Hört Ihr Chef lieber zu oder will er etwas Schriftliches?



Möchte er das Schriftliche ausführlich oder knapp?



Mag Ihr Vorgesetzter lange detaillierte Sitzungen oder eher knappe dafür diese häufiger?



Schaut er aufs Detail oder eher auf das grosse Ganze?



Merkt sich Ihr Leader etwas nach dem ersten Mal zuhören oder braucht er die Wiederholung?



Denkt und arbeitet er eher lösungs- und aufgabenorientiert oder legt er mehr Wert auf zwischenmenschliche Kontakte?

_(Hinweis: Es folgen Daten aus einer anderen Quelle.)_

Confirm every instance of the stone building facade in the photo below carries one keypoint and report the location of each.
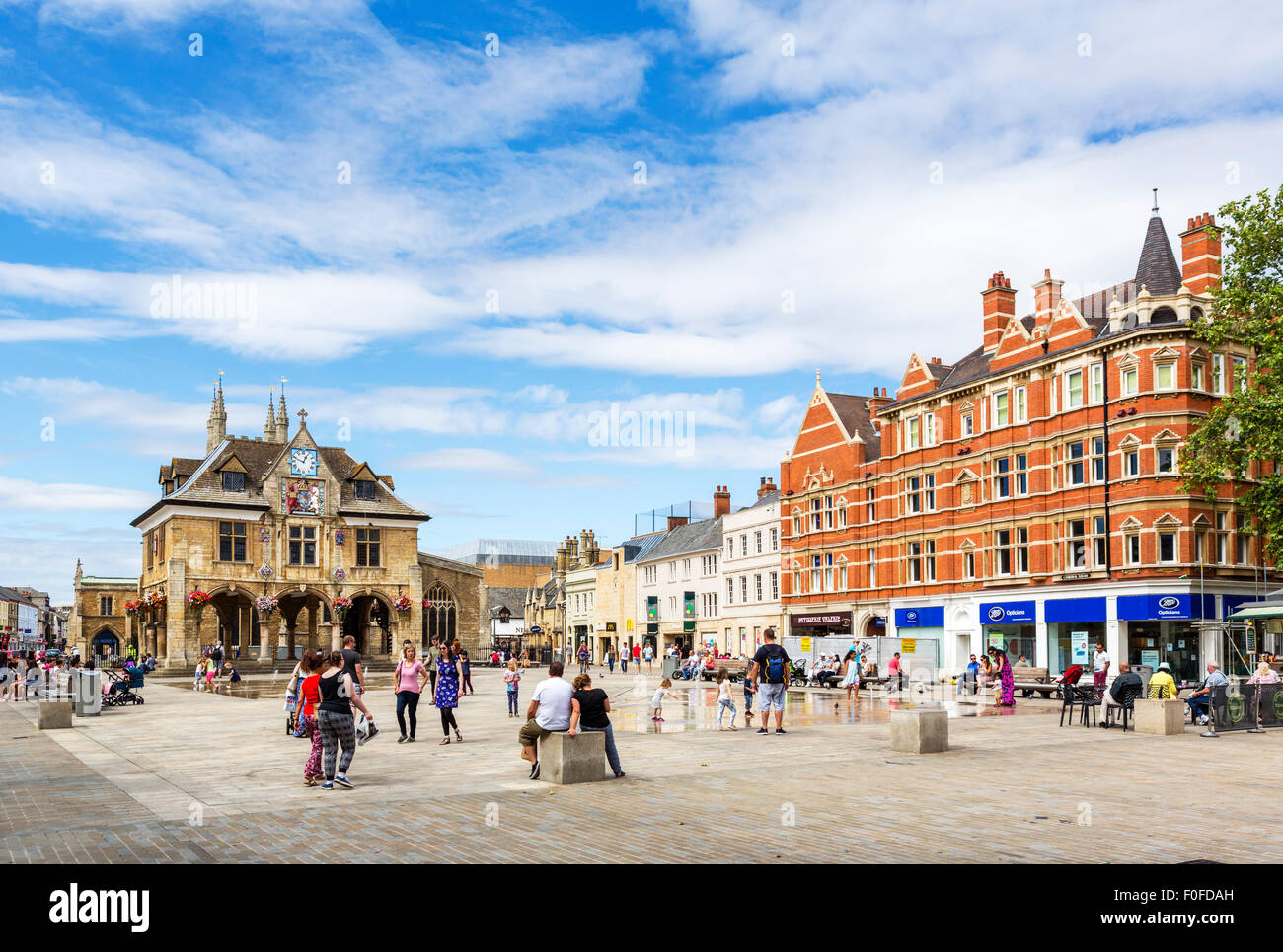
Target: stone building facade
(283, 517)
(1029, 494)
(99, 622)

Ihr Chef ist wie er ist und wie er arbeitet. Finden Sie heraus wie er tickt und der Umgang wird einfacher mit ihm. Sie sprechen ja mit einem Amerikaner auch nicht Französisch. Einfach, weil sie einander sonst nicht verstehen. Voraussetzung ist, dass Sie erkennen, dass er Amerikaner ist und dass Sie englisch sprechen können. Im nächsten Schritt ist geht es darum, sich mündlich oder schriftlich auf ein Treffen mit Ihrem Vorgesetzten vorzubereiten. Kein Chef hat Zeit, jedenfalls die meisten nicht. Dabei helfen Ihnen die W-Fragen. Die helfen Ihnen bei der Vorbereitung auf ein Treffen mit Ihrem Boss. Ob Sie sich auf eine mündliche Sitzung vorbereiten oder ob Sie ihm ein strukturiertes Papier abgeben. Halten Sie sich an die folgenden Fragestellungen:

Was?

Was ist das Informationsthema, um was geht es, was ist die Situation, die Ausgangslage, das Problem oder die zu treffende Entscheidung?

Wer?

Wer war der Urheber oder Auslöser der Situation, des Problems oder der getroffenen Entscheidung, wer ist betroffen, wer muss was tun?

Wozu?

Welchem Zweck dient die Information, wozu braucht es die Information?

Wann?

Wann ist etwas passiert, wann wird etwas passieren, wann gibt es zusätzliche Informationen?

Wie?

Wie ist vorzugehen, wie verhalten wir uns?

Wo?

Wo ist etwas passiert, wo wird etwas passieren?

und?

Hören Sie auf, einseitig über Probleme zu informieren!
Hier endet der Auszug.